Faculté Centrale d'Alger: un collectif de professeurs exige la classification du site "monument historique"

Algiers.skynetblogs.be

Des professeurs de la Faculté Centrale d'Alger se sont rendus samedi 27 juin aux sièges du Premier ministre et du ministère de la Culture pour exiger la classification de cet établissement comme patrimoine national, a rapporté ce dimanche le quotidien francophone Reporters.

Après avoir déposé jeudi 18 juin une pétition de plus de 300 signatures auprès du Bureau d’ordre du ministère de l’Enseignement supérieur et de la Recherche scientifique pour appeler au "sauvetage de la faculté centrale d'Alger", les membres de ce collectif ont remis un rapport au ministère de la Culture afin de classifier la Faculté Centrale comme "monument historique".

Ce document, intitulé "Université d'Alger, patrimoine en péril", détaille "l'importance du site de la Faculté Centrale". Le rapport souligne les aspects architecturaux et historiques de cet établissement, sans omettre les richesses de ses contenus et bibliothèques, selon la même source.

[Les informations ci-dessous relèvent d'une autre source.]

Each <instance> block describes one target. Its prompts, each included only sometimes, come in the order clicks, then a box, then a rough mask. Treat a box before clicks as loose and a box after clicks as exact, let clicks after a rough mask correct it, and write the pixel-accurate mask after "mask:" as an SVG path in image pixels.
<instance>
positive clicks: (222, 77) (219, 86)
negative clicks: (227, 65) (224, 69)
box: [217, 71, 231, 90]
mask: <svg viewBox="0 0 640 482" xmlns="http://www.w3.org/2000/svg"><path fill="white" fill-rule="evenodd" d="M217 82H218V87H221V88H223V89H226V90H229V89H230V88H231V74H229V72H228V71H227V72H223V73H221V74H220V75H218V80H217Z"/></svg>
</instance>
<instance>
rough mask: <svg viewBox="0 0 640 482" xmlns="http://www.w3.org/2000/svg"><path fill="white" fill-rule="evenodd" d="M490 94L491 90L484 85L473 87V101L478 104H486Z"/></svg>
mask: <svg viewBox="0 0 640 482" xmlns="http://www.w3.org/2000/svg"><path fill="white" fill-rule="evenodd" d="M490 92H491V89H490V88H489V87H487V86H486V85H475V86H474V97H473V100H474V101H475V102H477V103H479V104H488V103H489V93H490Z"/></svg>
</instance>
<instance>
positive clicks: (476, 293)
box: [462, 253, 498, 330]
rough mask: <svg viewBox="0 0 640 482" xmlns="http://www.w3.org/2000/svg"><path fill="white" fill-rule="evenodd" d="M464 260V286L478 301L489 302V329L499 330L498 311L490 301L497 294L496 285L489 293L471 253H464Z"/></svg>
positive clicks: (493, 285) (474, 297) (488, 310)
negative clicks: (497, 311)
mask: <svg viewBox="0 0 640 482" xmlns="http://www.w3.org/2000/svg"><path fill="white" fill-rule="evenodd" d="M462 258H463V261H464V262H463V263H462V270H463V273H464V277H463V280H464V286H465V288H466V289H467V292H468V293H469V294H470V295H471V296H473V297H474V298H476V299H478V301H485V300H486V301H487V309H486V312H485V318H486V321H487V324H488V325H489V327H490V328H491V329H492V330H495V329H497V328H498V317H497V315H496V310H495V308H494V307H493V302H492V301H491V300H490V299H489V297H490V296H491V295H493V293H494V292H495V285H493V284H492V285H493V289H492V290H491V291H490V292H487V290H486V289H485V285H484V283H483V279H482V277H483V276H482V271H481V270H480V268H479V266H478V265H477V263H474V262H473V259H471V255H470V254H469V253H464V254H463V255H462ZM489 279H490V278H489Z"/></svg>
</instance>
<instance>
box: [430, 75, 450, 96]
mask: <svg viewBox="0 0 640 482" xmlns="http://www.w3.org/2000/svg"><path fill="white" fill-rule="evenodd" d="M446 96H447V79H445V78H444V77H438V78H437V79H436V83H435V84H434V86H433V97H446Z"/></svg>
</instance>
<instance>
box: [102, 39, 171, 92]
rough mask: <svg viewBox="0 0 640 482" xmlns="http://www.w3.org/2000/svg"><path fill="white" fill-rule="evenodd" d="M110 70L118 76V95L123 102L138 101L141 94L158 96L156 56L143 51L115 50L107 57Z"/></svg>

Les professeurs membres de ce collectif ont aussi déploré la dégradation des lieux et des objets de la "Fac", révélant que la plupart des ouvrages et collections n'ont même pas été recensées.

Le rapport ne se limite pas aux richesses matérielles, déplorant également la "marginalisation" de cette université après les successifs déménagements des autres facultés. Les plus récentes concernaient le déménagement, en 2014, de la Faculté des Lettres et des Langues vers le site de Bouzaréah, dans le cadre de la restructuration du système d'enseignement supérieur, qui a vu l'Université d'Alger divisée en trois entités, explique Reporters.

La Faculté Centrale se vide ainsi, peu à peu de son "sens et de sa substance", note le document. Les signataires de la pétition font ainsi part de leurs craintes, de voir ce site "disparaître". Une pétition adressée à tout universitaire, intellectuel et étudiant algérien, appelés tous à "préserver la doyenne des universités algériennes", et la transformer en musée.